Partitioning model uncertainty in multi-model ensemble river flow projections

Abstract

AbstractFloods are the largest natural disaster currently facing the UK, whilst the incidents of droughts have increased in recent years. Floods and droughts can have devastating consequences on society, resulting in significant financial damage to the economy. Climate models suggest that precipitation and temperature changes will exacerbate future hydrological extremes (i.e., floods and droughts). Such events are likely to become more frequent and intense in the future; thus to develop adaptation plans climate model projections feed hydrological models to provide future water resource projections. ‘eFLaG’ is one set of future river flow projections produced for the UK driven by UKCP18 climate projections from the UK Met Office.
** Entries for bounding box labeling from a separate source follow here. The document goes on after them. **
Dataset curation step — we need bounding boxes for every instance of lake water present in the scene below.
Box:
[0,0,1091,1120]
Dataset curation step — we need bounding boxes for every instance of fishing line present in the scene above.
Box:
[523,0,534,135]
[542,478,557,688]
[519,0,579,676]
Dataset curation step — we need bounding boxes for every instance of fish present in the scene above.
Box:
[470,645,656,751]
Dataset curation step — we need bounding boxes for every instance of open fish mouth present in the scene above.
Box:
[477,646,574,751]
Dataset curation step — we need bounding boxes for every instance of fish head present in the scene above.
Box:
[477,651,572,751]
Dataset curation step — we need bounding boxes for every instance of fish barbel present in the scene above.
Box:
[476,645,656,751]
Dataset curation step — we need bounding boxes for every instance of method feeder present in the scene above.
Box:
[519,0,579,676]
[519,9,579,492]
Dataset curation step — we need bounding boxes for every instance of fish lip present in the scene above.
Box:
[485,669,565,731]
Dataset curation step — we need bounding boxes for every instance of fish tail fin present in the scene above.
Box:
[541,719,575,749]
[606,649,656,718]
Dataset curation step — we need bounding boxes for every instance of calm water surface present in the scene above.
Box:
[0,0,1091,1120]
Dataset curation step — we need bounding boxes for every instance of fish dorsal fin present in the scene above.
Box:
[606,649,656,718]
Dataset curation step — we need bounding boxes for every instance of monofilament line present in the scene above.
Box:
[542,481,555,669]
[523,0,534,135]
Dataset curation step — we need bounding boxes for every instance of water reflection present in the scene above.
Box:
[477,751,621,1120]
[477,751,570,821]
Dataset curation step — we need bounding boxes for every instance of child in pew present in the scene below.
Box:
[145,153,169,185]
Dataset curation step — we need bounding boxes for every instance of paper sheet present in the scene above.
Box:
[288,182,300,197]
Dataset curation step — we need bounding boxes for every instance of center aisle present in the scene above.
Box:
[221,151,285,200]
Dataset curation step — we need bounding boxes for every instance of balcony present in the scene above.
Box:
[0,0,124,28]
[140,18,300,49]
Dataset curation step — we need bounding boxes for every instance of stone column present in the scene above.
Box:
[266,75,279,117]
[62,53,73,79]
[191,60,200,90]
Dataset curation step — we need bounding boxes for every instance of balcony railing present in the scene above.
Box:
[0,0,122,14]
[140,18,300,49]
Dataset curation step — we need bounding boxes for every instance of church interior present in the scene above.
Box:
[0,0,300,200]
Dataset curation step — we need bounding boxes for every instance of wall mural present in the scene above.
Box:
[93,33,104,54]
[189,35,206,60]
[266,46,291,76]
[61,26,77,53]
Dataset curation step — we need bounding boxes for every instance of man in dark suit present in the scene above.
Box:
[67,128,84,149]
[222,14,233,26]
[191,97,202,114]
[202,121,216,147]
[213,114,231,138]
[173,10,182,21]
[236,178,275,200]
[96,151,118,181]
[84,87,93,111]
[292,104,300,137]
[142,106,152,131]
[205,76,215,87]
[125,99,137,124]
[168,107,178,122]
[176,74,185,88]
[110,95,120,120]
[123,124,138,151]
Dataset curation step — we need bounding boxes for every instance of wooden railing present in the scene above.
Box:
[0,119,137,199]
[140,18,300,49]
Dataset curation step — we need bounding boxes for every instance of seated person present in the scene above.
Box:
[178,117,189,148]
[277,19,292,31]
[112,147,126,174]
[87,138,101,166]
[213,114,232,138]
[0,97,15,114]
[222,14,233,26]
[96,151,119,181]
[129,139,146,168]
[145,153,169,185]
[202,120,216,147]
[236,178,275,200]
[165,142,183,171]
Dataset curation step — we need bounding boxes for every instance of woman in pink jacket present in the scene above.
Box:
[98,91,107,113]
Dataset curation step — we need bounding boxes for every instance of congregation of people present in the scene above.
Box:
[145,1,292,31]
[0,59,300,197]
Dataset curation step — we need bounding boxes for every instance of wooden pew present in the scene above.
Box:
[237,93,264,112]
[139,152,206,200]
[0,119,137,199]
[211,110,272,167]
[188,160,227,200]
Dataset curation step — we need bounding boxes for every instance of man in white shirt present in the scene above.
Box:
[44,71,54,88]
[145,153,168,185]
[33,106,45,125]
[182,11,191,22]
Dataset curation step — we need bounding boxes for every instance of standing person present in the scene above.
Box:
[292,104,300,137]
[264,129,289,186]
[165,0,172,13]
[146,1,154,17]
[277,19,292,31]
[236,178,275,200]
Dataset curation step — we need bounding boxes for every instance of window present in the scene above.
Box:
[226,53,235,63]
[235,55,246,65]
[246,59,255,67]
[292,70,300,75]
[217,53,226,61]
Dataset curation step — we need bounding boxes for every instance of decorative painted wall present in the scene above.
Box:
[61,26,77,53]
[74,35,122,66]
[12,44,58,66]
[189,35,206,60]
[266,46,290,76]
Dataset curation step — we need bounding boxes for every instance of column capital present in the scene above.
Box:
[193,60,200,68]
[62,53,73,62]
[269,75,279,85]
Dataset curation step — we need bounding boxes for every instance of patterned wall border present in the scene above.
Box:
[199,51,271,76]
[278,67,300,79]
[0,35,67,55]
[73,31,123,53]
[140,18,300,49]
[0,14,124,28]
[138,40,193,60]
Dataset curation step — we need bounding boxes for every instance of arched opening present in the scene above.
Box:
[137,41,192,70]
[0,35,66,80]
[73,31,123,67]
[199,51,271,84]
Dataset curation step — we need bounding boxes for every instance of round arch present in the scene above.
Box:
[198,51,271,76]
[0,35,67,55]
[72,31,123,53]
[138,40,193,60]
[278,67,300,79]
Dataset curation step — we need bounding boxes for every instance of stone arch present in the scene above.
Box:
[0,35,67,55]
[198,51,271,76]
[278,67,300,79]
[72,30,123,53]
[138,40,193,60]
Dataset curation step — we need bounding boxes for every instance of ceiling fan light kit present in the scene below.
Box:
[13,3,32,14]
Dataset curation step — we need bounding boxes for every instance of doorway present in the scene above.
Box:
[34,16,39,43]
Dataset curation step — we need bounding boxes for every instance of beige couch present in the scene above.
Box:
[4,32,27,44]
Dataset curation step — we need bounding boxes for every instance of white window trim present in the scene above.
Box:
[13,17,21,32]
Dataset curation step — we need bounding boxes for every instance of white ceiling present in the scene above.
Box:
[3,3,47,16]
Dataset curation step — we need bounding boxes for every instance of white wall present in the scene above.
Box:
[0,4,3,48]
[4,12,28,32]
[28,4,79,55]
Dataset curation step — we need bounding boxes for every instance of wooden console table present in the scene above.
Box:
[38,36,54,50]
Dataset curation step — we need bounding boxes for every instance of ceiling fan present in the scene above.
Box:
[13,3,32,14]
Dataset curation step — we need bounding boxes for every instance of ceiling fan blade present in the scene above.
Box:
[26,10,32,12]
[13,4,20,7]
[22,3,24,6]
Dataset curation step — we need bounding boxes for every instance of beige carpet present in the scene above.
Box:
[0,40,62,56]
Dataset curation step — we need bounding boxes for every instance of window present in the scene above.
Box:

The UKCP18-derived eFLaG dataset provides state-of-the-art projections for a single GCM driven by RCP 8.5 across the entire UK. A QE-ANOVA approach has been used to partition contributing sources of uncertainty for two flow quantiles (Q5 high flows and Q95 low flows), at near and far future time scales, for each of the 186 GB catchments in the eFLaG dataset. Results suggest a larger hydrological model uncertainty associated with low flows and greater regional climate model uncertainty for high flows which remains stationary between flow indicators. Total uncertainty increases from near to far future and highly uncertain catchments have been identified with a high concentration in South-East England.